By Peter Meany, Head of Global Listed Infrastructure at First Sentier Investors
The global listed infrastructure asset class gave up ground in November as news of a potentially more infectious coronavirus variant and indications that the US Federal Reserve may start to reduce monetary stimulus measures sooner than expected weighed on financial markets. The FTSE Global Core Infrastructure 50/50 index returned -2.2%, while the MSCI World index ended the month -1.6% lower.
The best performing infrastructure sector was water / waste (+1%) as investors sought defensive exposure. Toll roads (+1%) also held up well, with Asia-Pacific operators tending to outperform European peers.
The worst performing infrastructure sector was Pipelines (-6%), on concerns the Omicron coronavirus variant may hinder the global economic recovery and reduce demand for energy. Airports (-6%) underperformed as strong October passenger volumes were overshadowed by an uncertain outlook for global mobility, as a number of countries tightened travel restrictions.
The best performing infrastructure region was the UK (+7%), reflecting gains from its utility stocks. The worst performing infrastructure region was Canada (-5%) owing to underperformance from its pipelines.
During the month, US President Joe Biden signed the $1.2 trillion bipartisan infrastructure plan into law.

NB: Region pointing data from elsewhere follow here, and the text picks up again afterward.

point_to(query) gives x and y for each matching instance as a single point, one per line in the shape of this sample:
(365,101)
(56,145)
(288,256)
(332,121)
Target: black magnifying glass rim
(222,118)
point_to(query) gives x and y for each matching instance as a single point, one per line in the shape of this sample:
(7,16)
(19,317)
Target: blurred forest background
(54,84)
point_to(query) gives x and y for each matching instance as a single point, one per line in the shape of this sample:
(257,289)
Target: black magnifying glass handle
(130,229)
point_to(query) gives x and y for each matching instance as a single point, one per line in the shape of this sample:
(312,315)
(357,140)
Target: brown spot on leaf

We believe certain European, Asia Pacific and Latin American toll roads operators represent exceptional value at current levels, with traffic volumes proving significantly more resilient than those of other transport infrastructure assets. While new coronavirus variants have clouded the near term outlook, we remain confident that toll roads will lead a return to normal demand levels as economic activity levels continue to pick up.
In the railroads sector, North American freight rail operators are unique and valuable franchises. Their wholly-owned track networks are high quality infrastructure assets which can never be replicated. They typically operate under duopoly market conditions, with significant numbers of captive customers such as grain, chemical and auto producers giving them strong pricing power over long haul routes. Improving operating efficiency provides further scope to grow earnings.
Electric and multi-utilities represent a large segment of the global listed infrastructure universe, and are a good source of yield and defence, but some are trading at levels where limited mispricing is evident. That said, we do like companies with the scope to derive steady, low risk earnings growth from rate base investment (replacing ageing distribution networks, upgrading substations, expanding transmission lines); and the replacement of older coal-fired power stations with wind farms and solar power.
The emergence of the Omicron variant has underscored how vulnerable airlines remain to coronavirus-related disruption. We like higher quality European operators such as Spain’s AENA whose passenger mix is tilted towards Leisure and VFR (visiting friends and relatives) travellers. These categories could see numbers rebound sharply as travel restrictions are lifted.